Dunque cosa significa, oggi, volere un’“altra Europa”? Significa, a mio avviso, riconcentrare i nostri obiettivi sui diritti (primi fra tutti quelli che riguardano il lavoro e l’immigrazione) e sulle guerre: sono queste le nostre emergenze. Quando dico “emergenza”, sono consapevole che si tratta di una parola utilizzata dai governi costantemente e da anni; dicono che siamo in emergenza, che la crisi è tale da rendere necessari la riduzione dei diritti, l’accentramento del potere esecutivo, l’indebolimento del potere giudiziario, lo svuotamento delle costituzioni democratiche.

Ma la parola “emergenza” viene brandita abusivamente: in generale, in periodi di crisi si cambiano le cose, mentre qui i governi gridano all’emergenza perché le cose restino come stanno. Il loro obiettivo è garantire lo status quo, e dunque il potere, il dominio dei mercati e degli apparati militari. E mantenere lo status quo significa al contempo immobilizzare i cervelli, far sì che le persone smettano di pensare. Non a caso in Italia è in corso una lotta feroce dell’intero Governo Renzi contro i “professoroni” che si permettono di criticarlo e contro i comitati cittadini. Insomma, contro il libero pensiero.

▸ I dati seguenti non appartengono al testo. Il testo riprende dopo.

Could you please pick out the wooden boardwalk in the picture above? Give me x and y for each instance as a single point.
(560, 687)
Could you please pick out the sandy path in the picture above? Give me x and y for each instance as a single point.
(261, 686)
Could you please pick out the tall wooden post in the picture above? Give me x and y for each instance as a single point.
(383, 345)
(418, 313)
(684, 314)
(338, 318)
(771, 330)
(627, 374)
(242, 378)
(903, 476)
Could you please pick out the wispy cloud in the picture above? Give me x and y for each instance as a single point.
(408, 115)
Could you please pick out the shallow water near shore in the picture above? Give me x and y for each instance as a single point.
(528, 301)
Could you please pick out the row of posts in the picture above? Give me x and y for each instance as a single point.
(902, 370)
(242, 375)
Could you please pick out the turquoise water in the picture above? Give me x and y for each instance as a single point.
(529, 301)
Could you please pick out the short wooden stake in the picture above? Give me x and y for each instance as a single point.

Di questa parola – “emergenza” – dobbiamo riappropriarci. Dobbiamo strapparla con forza a chi l’ha sequestrata a favore di forze anonime quali i mercati e il complesso militare-industriale.

La vera emergenza è la precarizzazione del lavoro, ed è la questione della sovranità (sovranità che gli Stati-nazione pretendono di aver concesso all’Europa: in effetti l’avevano già perduta, ma l’hanno trasferita a un’Unione europea che non è né solidale né sino in fondo democratica). Mario Draghi, il presidente della Banca centrale europea, lo ha detto chiaramente: potete avere i risultati elettorali che volete, non ci fanno paura, perché a Francoforte le riforme sono assicurate dal “pilota automatico”.

Le vere emergenze sono i morti nel Mediterraneo (più di 20.000 dal 1988) e l’abolizione delle operazioni di salvataggio dei migranti come Mare Nostrum, sostituito da operazioni non più intese a salvarli ma a respingerli. Le vere emergenze sono le guerre e il consenso implicito dell’Europa a queste guerre. Lo vediamo in Ucraina: sulla natura antidemocratica e lesiva delle minoranze che caratterizza l’attuale regime di Kiev l’Unione Europea non ha speso una sola parola, mentre esercita un’enorme pressione sulla Russia, accodandosi alla strategia degli Stati Uniti. Non una sola parola sui morti civili della regione di Donbass, né sulle centinaia di migliaia di ucraini dell’Est che fuggono verso la Russia (non perché putiniani, ma in quanto russofoni), né sulle milizie paramilitari di estrema destra alle dipendenze dirette del ministero dell’Interno a Kiev.

L’unica vera emergenza è quindi l’estensione e la radicalità di questa crisi. Vorrei in conclusione ricordare ciò che ha detto Alexis Tsipras, citando Lenin: “Siamo radicali, sì, ma perché la realtà è radicale”.